Presque dix ans de recherches obstinées et secrètes me permettent maintenant d'affirmer ce qui suit avec la plus grande certitude : que ce soit le voyageur assis dans un train, le conducteur, mais davantage encore le passager d'une voiture, ou encore le promeneur qui traverse un bois ou un jardin, chaque être vivant, sous l'effet d'une locomotion autonome ou mécanique (et la locomotion, comme phénomène purement physique, aiguillonne et accélère le débit de sa pensée), propulse les différents mouvements de cette pensée, affriolée et emballée, sur telle ou telle parcelle du paysage ; au moment précis où sa vue, en concordance avec la pensée, mais plus ou moins brouillée et aveuglée, flouée par elle, se pose sur telle ou telle de ces parcelles, feuilles d'un arbre, virage d'un sentier, horizon, la phrase - mais c'est parfois un seul prénom, comme une incantation sentimentale - vient alors s'incruster en ce point du paysage, poussière d'une route, branche secouée par le vent, soleil couchant."

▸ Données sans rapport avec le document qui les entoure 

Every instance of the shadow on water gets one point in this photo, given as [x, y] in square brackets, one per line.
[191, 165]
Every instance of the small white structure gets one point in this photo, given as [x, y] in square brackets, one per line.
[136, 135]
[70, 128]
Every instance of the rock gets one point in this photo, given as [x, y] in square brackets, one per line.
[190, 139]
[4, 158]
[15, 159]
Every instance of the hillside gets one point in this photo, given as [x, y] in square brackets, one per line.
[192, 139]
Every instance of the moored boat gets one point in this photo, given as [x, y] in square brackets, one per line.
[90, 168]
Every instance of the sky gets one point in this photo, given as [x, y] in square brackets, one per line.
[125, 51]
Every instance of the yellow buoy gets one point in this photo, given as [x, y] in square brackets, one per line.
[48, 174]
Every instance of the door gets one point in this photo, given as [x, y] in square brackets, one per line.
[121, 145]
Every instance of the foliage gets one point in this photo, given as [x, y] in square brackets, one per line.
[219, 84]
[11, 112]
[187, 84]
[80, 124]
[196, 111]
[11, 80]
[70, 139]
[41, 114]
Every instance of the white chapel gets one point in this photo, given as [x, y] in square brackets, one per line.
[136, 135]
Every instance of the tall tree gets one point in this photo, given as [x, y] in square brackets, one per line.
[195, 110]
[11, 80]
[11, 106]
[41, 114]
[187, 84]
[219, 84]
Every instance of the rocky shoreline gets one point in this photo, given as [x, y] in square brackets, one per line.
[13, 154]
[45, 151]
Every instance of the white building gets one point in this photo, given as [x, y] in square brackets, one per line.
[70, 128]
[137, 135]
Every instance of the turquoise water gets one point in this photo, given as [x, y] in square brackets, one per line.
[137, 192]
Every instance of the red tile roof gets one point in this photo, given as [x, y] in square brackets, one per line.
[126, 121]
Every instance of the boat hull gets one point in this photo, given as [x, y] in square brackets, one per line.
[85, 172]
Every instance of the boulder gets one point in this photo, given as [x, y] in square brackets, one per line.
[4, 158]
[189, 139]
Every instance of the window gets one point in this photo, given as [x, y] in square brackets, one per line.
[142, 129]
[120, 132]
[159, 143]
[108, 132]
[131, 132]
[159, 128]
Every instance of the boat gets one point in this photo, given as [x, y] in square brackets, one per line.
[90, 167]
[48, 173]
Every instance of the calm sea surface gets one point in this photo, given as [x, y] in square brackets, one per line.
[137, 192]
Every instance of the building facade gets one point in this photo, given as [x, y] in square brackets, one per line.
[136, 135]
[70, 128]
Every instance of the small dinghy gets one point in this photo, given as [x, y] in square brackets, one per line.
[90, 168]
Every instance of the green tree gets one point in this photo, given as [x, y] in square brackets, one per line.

Hervé Guibert, Roman posthume.
(Illustration : Louis Darget. En 1896, Louis Darget prétend obtenir des "photographies de la pensée" en appliquant une plaque photographique sur le front d'une personne. Au hasard d'une réaction chimique encore très aléatoire, il croit reconnaître le portrait de Beethoven dans la pensée du pianiste qui déchiffre une partition, ou des astres chez celui qui consulte un atlas céleste.)